Use the sort rule characteristics to calculate the Chinese character strokes and get the first letters of the pinyin

zhaozj2021-02-16  52

SQL Server's sorting rules are not a lot of usage, perhaps many beginners are more unfamiliar, but there is an error to come to: SQL Server database, when the query is connected to the library multi-table, if the two database default character sets The system returns such an error: "Unable to solve the rule of the rule of the Equal TO operation."

I. Error analysis: This error is caused by the unanimous sort rules, we do a test, such as: Create Table # T1 (Name Varchar (20) Collate Albanian_CI_AI_WS, VALUE INT)

Create Table # T2 (Name Varchar (20) Collate Chinese_PRC_CI_AI_WS, VALUE INT)

After the table is built, the connection query is performed:

Select * from # T1 a inner join # T2 b on a.name = B.Name

In this way, the error will appear:

Server: Message 446, Level 16, Status 9, Row 1 Unable to resolve the sorting rule conflicts of the Equal TO operation.

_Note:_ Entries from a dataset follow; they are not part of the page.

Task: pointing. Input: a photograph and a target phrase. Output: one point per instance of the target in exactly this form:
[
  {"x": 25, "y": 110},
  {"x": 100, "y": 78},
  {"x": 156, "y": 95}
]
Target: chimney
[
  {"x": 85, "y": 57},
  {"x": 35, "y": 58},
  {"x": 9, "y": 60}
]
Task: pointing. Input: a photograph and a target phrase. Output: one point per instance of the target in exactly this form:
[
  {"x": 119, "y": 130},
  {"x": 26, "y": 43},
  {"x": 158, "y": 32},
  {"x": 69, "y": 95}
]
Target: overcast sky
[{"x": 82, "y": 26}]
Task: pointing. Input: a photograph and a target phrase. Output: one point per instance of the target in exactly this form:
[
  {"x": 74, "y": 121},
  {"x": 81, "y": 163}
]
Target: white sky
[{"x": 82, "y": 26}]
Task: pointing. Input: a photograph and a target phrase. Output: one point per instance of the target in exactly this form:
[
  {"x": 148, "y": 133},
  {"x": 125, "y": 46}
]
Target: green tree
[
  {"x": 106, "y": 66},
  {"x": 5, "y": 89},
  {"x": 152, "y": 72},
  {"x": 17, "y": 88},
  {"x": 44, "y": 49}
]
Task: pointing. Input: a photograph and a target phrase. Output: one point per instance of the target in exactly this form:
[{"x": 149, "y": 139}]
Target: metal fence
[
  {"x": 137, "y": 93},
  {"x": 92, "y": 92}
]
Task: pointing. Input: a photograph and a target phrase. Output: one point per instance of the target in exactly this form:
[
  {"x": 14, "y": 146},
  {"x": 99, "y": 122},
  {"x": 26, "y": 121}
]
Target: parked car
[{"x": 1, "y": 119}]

To exclude this error, the easiest way is to specify its sort rules when the table is connected, so that the error will no longer appear. Write this sentence:

Select * from # T1 a inner join # T2 b on a.name = B.NAME collate chinese_prc_ci_ai_ws

2. Sort Rules Description:

What is the sort rule? MS is described in this: "In Microsoft SQL Server 2000, the physical storage of strings is controlled by the sort rule. Sorting rules specify the rules indicating the bit mode of each character and storage and comparison characters." In the query analyzer Execute the following statement, you can get all the sorting rules supported by SQL Server.

Select * from :: fn_helpcollations ()

The sorting rule name consists of two parts, and the first half refers to the character set supported by this sorting rule. As: Chinese_PRC_CS_AI_WS, the first half of the first half: refers to the Unicode character set, Chinese_PRC_ refers to the sorting rules for continental Simplifiedin Unicode. The second half of the sorting rules is the suffix meaning: _bin binary sort _CI (CS) is case sensitive, CI does not distinguish, whether the CS distinguishing _ai (AS) is distinguished, AI does not distinguish, AS distinguishing _ki (KS) Whether to distinguish between a false name, Ki does not distinguish, whether the KS distinguished_wi (ws) is different from the width Wi is different, WS distinguish

Case sensitivity: If you want to make comparison, you should choose the uppercase letters and lowercase letters, please select this option. Distinguish the key: If you want to make the more accent and non-reconounced letters don't wait, select this option. If this option is selected, the letter is also considered to be different. Distinguish the fake name: If you want to make the comparison to deepen the slice of pseudonym, please don't wait, select this option. Distinguishing the width: If you want to make the comparison to treat the half-angle character and full range of characters, please select this option.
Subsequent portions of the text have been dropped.